Sylvia Telefaro of AAWA opened the discussion by saying, “We are all warriors on the ground—stepping up the struggle to free Mumia.” Speakers included John Parker, Los Angeles International Action Center; Sabrina Green, Free the Move 9 and International Concerned Family & Friends of Mumia Abu-Jamal; and Paul LouLou Chery, general secretary of the Federation of Haitian Workers. Dave Welsh of the Haiti Action Committee was scheduled to speak and interpret for Chery, but was delayed at the border to support a Haitian brother, Benissiot Docios, who was detained. (Docios was allowed through Customs only after he paid a “fine” of hundreds of dollars.)
Parker spoke about how important it is to link up the issues of people all over the world, stressing that Mumia’s essays are about this type of solidarity. Parker noted that Mumia rarely writes about himself. Green gave an update on the Move 9 and initiated a phone call to Pam Africa, who applauded the solidarity action. Africa gave an update on Mumia’s case and a Dec. 6 march in Philadelphia. On The Move showed a video by Hans Bennett (see www.abu-jamal-news.com).
Elder Eusi Kwayana, a local activist, member of the Langston Hughes Poetry Circle and a native of Guyana, spoke about a letter that he wrote in May to the Brazilian government concerning the disappearance of Haitian civil rights activist Lovinski Pierre-Antoine. Kwayana was central in bringing together Afro-Guyanese and Indo-Guyanese people during Guyana’s independence struggle. Kwayana said that what the state is trying to do to Mumia is “a lynching.”
Zola Mohammad spoke of the struggle to free freedom fighters Imam Jamil and Leonard Peltier.

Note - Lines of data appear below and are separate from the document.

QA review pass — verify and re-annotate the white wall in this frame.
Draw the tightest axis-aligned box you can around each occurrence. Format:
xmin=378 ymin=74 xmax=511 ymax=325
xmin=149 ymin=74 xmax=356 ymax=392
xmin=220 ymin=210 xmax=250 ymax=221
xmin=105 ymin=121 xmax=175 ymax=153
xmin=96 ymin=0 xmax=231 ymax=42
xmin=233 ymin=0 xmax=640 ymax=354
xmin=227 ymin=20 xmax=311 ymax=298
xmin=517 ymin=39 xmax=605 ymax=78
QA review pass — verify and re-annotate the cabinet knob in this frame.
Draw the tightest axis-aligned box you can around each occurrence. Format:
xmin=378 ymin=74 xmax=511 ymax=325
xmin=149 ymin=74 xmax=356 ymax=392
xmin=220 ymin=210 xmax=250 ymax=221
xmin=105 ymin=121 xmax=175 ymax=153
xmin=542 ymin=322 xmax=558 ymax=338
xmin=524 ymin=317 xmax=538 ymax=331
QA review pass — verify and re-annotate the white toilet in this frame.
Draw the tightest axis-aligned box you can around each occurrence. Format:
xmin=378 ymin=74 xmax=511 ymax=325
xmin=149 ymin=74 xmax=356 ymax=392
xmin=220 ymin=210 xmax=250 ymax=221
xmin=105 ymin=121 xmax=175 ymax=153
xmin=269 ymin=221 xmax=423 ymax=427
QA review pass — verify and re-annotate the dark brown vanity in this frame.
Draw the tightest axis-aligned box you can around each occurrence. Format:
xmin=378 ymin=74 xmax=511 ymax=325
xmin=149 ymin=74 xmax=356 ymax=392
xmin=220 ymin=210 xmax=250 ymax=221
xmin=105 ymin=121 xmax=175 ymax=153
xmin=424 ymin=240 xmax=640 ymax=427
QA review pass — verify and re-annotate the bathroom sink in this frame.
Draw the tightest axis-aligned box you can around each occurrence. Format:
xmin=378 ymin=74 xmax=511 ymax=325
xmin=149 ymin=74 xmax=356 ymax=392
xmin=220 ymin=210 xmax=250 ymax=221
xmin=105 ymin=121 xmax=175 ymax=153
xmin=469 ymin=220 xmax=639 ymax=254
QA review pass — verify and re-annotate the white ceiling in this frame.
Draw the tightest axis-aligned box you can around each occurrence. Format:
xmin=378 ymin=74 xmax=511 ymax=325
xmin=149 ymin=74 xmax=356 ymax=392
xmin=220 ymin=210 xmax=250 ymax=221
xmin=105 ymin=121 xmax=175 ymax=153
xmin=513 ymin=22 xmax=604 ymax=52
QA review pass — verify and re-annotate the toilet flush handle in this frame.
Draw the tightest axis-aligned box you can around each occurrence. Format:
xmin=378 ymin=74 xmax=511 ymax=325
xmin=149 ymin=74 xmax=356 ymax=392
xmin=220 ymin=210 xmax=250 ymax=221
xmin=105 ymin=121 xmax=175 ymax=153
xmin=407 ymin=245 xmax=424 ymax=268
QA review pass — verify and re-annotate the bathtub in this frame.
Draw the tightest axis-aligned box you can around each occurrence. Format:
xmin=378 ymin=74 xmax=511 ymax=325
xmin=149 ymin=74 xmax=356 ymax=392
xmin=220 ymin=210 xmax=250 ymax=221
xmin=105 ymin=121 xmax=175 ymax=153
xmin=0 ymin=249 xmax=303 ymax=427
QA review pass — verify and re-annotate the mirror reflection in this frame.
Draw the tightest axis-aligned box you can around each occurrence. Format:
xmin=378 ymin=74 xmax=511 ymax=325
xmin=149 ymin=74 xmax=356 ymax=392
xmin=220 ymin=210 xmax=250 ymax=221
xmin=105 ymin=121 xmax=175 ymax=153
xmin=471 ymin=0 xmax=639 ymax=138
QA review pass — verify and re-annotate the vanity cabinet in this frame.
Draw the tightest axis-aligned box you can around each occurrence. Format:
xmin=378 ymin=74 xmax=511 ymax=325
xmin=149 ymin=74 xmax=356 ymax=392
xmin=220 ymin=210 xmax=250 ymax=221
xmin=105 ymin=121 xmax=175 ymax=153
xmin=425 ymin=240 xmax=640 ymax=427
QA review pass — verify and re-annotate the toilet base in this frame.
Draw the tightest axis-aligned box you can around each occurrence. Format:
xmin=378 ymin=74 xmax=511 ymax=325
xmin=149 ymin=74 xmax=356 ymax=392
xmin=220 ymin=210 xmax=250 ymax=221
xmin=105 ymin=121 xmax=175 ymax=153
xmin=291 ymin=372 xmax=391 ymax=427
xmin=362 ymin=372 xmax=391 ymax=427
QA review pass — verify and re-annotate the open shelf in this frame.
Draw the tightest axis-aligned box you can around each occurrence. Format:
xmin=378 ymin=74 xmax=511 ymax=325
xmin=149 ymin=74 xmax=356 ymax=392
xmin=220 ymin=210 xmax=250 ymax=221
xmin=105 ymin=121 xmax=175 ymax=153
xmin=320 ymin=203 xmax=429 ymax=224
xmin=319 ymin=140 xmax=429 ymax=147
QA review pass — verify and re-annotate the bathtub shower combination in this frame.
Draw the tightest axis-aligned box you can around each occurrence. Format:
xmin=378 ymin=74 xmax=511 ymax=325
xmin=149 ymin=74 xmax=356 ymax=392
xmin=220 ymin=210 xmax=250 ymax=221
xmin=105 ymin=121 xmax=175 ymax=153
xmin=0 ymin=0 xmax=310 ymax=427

Dianne Mathiowetz of Atlanta said, “Let us not forget Troy Davis. We send revolutionary greetings to the Cuban 5 and all political prisoners.”
Jim Moreno, a poet with the Langston Hughes Poetry Circle who attended the Tijuana conference, recited a poem that was inspired when he talked to LouLou Chery. One question in the poem concerned the hunger of the people of Haiti, to which Chery responded that the people hunger for the return of democratically elected president Bertrand Aristide.
Chery spoke of solidarity and unity and the work that is taking place to build the Federation of Haitian Workers (CTH). He said that Haiti is a poor country with a strong and rich history.
A group photo from the meeting will be sent to Mumia.